You can accomplish what you are asking for by changing the query a bit:

select * from (
    select t.id, t.value, t.created_at from tweet as t where user_id = 1
    union
    select t.id, t.value, rt.created_at from tweet as t inner join retweet as rt on rt.tweet_id = t.id where rt.user_id = 1)
a order by created_at desc;

mysql> select * from (select t.id, t.value, t.created_at from tweet as t where user_id = 1 union select t.id, t.value, rt.created_at from tweet as t inner join retweet as rt on rt.tweet_id = t.id where rt.user_id = 1) a order by created_at desc;
+----+----------------+---------------------+
| id | value          | created_at          |
+----+----------------+---------------------+
|  3 | User2 | Tweet1 | 2012-07-27 00:07:11 |
|  7 | User1 | Tweet5 | 2012-07-27 00:06:54 |
|  6 | User1 | Tweet4 | 2012-07-27 00:06:50 |
|  5 | User1 | Tweet3 | 2012-07-27 00:06:47 |
|  4 | User3 | Tweet1 | 2012-07-27 00:06:37 |
|  2 | User1 | Tweet2 | 2012-07-27 00:04:35 |
|  1 | User1 | Tweet1 | 2012-07-27 00:04:30 |
+----+----------------+---------------------+
1
votes

I would choose option 2 with slight modification.
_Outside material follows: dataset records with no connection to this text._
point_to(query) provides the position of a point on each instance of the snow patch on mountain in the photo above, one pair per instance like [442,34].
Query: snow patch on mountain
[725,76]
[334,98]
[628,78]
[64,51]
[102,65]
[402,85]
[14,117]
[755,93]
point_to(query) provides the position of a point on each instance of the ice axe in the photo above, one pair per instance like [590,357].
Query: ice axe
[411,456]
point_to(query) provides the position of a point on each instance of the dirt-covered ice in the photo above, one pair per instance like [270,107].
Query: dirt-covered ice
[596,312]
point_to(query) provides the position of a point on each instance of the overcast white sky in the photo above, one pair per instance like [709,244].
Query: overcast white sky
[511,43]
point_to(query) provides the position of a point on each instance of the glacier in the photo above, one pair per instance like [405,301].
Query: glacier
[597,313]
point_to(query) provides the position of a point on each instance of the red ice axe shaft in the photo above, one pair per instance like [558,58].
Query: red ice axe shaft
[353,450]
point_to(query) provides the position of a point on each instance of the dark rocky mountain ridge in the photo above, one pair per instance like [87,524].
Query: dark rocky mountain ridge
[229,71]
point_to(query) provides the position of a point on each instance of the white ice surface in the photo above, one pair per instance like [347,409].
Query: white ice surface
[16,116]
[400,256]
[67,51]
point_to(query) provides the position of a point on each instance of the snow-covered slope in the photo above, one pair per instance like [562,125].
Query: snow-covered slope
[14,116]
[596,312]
Column parent_id in tweets table should point to itself if it is not a retweet. Then, the querying will be extremely easy:

SELECT tm.Id, tm.UserId, tc.Text, tm.Created, 
    CASE WHEN tm.Id <> tc .Id THEN tm.UserId ELSE NULL END AS OriginalAsker
FROM tweet tm
LEFT JOIN tweet tc ON tm.ParentId = tc.Id
ORDER BY tm.Created DESC

(tc is parent table - the one with content.. it has tweet's text, original poster's Id, etc.)
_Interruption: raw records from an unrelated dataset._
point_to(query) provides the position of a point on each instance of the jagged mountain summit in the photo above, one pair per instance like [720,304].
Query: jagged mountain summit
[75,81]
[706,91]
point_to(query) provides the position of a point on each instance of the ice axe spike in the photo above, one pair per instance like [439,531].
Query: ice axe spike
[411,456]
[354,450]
The reason for introducing rule about pointing to itself if not retweet is that then it is easy to add more joins to original tweet. You just join a table with tc and don't care if it is retweet or not.

Not only the query is easy, but it will also perform much better than option 1, because sorting is done using only one physical column, which can be indexed.

The only drawback is that the DB will be a little bit larger.